Feudi della Medusa, azienda leader nella produzione di vini di qualità, è lieta di annunciare il prestigioso riconoscimento ottenuto per il secondo anno consecutivo nel Concorso Mondiale di Bruxelles per l’edizione 2007.

Due le medaglie assegnate dall’accurata commissione d’assaggio internazionale all’azienda sarda di proprietà dei coniugi Siclari. Oltre all’argento che già nel 2006 aveva arricchito il copioso paniere di premi dell’azienda cagliaritana, Feudi della Medusa vince quest’anno la medaglia d’oro per un vino passito superando il rinomato Passito di Pantelleria DOC premiato con l’argento.

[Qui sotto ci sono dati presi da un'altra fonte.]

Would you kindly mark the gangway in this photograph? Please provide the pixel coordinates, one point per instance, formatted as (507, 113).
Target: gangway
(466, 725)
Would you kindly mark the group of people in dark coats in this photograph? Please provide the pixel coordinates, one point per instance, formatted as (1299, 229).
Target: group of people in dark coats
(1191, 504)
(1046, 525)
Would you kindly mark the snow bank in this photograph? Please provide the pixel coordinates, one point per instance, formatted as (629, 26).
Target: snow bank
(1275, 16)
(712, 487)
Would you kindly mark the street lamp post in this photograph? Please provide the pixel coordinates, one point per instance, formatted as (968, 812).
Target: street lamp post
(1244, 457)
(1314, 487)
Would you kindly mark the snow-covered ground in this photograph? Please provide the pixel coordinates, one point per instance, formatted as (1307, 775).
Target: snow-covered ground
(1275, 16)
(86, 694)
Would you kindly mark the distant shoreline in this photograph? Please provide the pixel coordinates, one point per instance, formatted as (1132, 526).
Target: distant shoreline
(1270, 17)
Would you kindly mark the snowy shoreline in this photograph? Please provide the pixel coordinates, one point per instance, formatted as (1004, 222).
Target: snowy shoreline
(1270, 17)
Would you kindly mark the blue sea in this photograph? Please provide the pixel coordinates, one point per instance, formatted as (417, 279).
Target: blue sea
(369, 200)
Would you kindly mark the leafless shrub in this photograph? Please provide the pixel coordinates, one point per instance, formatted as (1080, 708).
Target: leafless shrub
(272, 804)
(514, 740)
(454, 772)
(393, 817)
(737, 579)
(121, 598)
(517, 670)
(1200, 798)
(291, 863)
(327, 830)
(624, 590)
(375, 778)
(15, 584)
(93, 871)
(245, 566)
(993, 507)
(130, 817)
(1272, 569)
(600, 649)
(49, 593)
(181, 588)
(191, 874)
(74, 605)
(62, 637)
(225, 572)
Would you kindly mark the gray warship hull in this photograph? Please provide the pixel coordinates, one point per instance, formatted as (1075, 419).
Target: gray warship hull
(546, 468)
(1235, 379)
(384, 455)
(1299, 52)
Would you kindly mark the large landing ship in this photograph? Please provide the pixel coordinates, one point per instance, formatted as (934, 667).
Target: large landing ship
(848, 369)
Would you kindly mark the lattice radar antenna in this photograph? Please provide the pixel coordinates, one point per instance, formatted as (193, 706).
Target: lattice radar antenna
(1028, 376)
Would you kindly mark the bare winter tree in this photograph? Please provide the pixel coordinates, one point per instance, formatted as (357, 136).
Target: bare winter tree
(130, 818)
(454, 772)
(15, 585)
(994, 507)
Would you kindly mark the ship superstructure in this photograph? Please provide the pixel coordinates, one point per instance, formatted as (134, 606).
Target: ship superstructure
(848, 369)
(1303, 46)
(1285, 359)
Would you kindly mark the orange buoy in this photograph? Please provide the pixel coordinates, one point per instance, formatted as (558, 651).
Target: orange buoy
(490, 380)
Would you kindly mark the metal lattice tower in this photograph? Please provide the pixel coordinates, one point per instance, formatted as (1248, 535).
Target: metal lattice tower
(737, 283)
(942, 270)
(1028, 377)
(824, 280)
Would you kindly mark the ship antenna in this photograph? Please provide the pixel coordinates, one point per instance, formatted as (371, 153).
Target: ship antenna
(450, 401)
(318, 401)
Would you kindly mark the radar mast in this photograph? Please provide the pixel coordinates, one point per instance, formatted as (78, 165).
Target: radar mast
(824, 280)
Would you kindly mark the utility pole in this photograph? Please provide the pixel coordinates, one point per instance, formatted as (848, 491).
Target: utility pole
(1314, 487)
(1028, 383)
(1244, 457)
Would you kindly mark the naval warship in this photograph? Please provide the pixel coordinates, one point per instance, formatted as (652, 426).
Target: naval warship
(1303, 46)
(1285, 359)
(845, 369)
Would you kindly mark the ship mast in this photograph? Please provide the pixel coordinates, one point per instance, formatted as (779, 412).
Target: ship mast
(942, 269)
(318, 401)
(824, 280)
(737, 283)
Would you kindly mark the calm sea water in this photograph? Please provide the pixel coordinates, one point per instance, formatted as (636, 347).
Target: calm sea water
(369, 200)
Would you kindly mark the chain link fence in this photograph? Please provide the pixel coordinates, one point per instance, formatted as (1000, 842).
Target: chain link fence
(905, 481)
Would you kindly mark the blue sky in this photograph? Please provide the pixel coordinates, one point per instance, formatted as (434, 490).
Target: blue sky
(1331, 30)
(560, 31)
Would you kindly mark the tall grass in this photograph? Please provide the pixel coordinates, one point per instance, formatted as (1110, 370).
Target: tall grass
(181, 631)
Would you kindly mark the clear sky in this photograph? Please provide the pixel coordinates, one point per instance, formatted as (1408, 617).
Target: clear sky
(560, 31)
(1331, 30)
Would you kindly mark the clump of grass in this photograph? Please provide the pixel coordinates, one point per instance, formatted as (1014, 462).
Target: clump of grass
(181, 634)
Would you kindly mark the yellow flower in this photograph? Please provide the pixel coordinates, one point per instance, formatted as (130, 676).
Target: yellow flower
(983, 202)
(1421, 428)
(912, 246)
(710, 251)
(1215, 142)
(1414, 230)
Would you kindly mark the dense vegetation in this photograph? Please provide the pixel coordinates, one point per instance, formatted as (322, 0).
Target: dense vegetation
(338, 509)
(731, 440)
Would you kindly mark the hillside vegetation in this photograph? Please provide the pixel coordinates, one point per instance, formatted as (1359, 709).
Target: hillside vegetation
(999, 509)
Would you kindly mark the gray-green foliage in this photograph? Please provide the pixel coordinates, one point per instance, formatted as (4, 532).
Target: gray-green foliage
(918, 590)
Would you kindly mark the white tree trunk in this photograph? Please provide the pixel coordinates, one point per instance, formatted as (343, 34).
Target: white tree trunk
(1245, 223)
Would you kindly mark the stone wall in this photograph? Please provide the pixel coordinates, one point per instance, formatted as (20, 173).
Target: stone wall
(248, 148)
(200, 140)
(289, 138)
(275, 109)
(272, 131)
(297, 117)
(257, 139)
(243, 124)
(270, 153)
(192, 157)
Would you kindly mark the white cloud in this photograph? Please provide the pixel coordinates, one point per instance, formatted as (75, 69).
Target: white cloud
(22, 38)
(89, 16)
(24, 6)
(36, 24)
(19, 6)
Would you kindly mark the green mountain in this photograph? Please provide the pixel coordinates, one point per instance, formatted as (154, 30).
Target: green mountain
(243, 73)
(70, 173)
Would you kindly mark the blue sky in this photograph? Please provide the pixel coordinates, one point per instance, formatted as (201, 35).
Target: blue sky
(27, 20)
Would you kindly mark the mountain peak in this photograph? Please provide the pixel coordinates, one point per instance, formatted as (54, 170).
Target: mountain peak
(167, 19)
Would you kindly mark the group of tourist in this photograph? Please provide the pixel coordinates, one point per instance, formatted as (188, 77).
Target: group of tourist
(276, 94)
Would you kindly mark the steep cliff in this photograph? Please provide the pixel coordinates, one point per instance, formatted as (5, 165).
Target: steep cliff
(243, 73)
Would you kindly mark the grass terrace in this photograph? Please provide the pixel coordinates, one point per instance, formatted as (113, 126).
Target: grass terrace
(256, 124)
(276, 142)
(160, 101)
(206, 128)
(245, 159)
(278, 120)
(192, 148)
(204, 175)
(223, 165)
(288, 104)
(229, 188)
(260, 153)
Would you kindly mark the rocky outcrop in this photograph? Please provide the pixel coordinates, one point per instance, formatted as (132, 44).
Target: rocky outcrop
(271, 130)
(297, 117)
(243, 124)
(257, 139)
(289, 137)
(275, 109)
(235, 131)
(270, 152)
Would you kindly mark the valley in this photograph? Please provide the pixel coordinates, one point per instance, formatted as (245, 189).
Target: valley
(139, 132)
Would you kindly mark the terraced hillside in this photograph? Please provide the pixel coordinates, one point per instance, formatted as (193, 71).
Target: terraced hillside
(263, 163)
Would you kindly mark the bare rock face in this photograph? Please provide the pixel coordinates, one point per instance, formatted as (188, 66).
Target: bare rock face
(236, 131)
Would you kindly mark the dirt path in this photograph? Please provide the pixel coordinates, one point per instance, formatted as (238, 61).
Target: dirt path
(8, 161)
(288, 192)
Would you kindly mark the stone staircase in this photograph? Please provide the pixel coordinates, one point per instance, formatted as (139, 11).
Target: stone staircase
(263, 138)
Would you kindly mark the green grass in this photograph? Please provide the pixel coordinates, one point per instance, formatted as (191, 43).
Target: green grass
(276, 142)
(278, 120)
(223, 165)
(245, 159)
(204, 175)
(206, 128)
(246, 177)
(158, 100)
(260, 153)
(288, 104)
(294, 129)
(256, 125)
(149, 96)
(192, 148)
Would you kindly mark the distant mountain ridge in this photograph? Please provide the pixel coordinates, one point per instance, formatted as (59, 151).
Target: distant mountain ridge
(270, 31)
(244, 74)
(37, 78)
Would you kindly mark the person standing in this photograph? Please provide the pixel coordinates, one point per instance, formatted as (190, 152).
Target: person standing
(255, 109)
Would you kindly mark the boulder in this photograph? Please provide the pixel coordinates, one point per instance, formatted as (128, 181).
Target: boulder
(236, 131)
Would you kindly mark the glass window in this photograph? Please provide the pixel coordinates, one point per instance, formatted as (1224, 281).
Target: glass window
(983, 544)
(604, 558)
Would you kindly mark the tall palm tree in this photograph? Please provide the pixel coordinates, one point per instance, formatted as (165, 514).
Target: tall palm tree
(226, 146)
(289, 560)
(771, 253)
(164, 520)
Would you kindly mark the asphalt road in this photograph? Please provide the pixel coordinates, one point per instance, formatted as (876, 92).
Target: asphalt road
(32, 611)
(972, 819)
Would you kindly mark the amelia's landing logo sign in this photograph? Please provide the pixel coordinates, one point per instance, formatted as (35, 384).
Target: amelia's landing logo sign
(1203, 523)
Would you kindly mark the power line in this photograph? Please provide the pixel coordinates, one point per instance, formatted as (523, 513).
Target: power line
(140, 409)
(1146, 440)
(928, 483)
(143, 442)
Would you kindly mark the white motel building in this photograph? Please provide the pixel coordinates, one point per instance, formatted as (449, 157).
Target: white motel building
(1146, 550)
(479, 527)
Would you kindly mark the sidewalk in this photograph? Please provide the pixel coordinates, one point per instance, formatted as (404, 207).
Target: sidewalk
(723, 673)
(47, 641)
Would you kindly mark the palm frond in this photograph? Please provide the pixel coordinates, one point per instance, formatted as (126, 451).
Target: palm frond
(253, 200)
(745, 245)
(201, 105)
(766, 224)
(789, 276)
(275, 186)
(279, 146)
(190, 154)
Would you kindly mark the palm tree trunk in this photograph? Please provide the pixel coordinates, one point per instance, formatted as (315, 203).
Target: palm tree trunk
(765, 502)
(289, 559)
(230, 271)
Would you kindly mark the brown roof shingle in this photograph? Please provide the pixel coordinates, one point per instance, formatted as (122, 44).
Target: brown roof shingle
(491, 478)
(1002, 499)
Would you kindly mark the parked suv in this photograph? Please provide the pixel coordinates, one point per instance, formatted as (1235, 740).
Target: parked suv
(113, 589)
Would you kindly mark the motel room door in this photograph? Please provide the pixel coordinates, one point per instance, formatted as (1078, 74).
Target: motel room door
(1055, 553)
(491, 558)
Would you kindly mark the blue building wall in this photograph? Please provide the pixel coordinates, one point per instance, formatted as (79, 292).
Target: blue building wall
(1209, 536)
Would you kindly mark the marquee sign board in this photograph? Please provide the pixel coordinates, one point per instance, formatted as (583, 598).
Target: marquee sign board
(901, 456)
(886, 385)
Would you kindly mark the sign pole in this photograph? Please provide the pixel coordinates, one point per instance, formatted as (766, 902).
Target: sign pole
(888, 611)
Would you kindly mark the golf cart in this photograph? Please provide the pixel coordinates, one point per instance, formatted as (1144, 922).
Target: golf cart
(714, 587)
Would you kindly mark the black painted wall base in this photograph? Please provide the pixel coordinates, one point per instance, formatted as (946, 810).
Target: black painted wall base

I vini premiati con il marchio inestimabile di controllo della qualità sono:

- ‘Alba Nora 2004’ Igt Isola dei Nuraghi – ARGENTO

- ‘Aristeo 2005’ Igt Isola dei Nuraghi – ORO

Giallo solare intenso, dal profumo delicato e floreale, Alba Nora 2004, già premiato al Vinitaly 2007 con la Gran Menzione, risulta dolce e piacevole al palato grazie al sapore elegante e raffinato caratterizzato da un finale di vaniglia e miele d’acacia.

Giallo ambrato, con un intenso bouquet di miele e zucchero vanigliato, Aristeo 2005 si distingue per il gusto equilibrato e persistente con una nota finale di agrumi e pietra focaia.

Continua con questo importante attestato alla qualità il grande successo nazionale e internazionale dei vini Feudi della Medusa. Organizzato per la prima volta nel 1994, il Concorso Mondiale di Bruxelles riunisce ogni anno 220 esperti provenienti da 45 paesi del mondo per sottoporre a degustazione circa 5800 etichette tra vini e alcolici provenienti dai 5 continenti.

Anche per la regione Sardegna, forte e promettente, un grande riconoscimento internazionale grazie alle tre aziende premiate nel 2007.

“E’ con grande soddisfazione che la commissione d’assaggio di Bruxelles conferma la grande qualità dei nostri vini. Questo importante riconoscimento ottenuto per il secondo anno consecutivo dimostra, infatti, che le condizioni pedoclimatiche della Sardegna e i vitigni impiantati in questo territorio hanno le potenzialità per diventare competitivi nel grande settore dell’enologia italiana e internazionale” dichiara la signora Heide Kroenlein Siclari proprietaria dell’azienda ‘Feudi della Medusa’.

L’azienda

Nel 1996 Francesco Siclari e la moglie Heide, da amanti del buon bere e del bel vivere, spinti da una grande passione e da una grande terra, scommisero da subito sulle antiche virtù delle terre di Sardegna, iniziando così a produrre del vino di ottima qualità avvalendosi della collaborazione dei più qualificati professionisti, tra i quali l’enologo Dott. Donato Lanati. Feudi della Medusa si estende su un territorio di 65 ettari dei quali 50 coltivati a vigna all’estremo Sud della Sardegna, a Santa Margherita di Pula, tra le pendici dei monti sulcitani e il mare. Fuori dal corpo centrale l’azienda possiede altri 40 ettari di vigna localizzati nelle zone più fertili di produzione di vitigni autoctoni, quali il Cannonau, il Cagnulari e il Carignano scelti accuratamente tra vigne antiche o a piede franco (Carignano). Sono vitigni antichi, alcuni dei quali raggiungono addirittura i 100 anni, coltivati secondo sistemi tradizionali in aree calcaree e sabbiose.

La particolare varietà d’impasto dei terreni caratterizzati prevalentemente da graniti paleozoici, il clima asciutto e ventilato e le importanti escursioni termiche, definiscono un quadro pedoclimatico ideale, attestando la naturale vocazione vitivinicola di questo territorio. La politica delle basse e bassissime rese in vigna (da 35/40 q.li per ettaro per i rossi ai 60/65 q.li per ettaro per i bianchi), la raccolta manuale in piccole ceste, la scrupolosa selezione dei grappoli e i rigorosi disciplinari di vinificazione e d’invecchiamento, consentono di garantire quella qualità costantemente ricercata dalla proprietà, che caratterizza i vini Feudi della Medusa.

L’azienda ha scelto di dare vita a prodotti di pregio, frutto dell’incontro tra uve autoctone e un’accurata selezione di vitigni internazionali, che interpretino l’esaltazione della tradizione e la valorizzazione del territorio.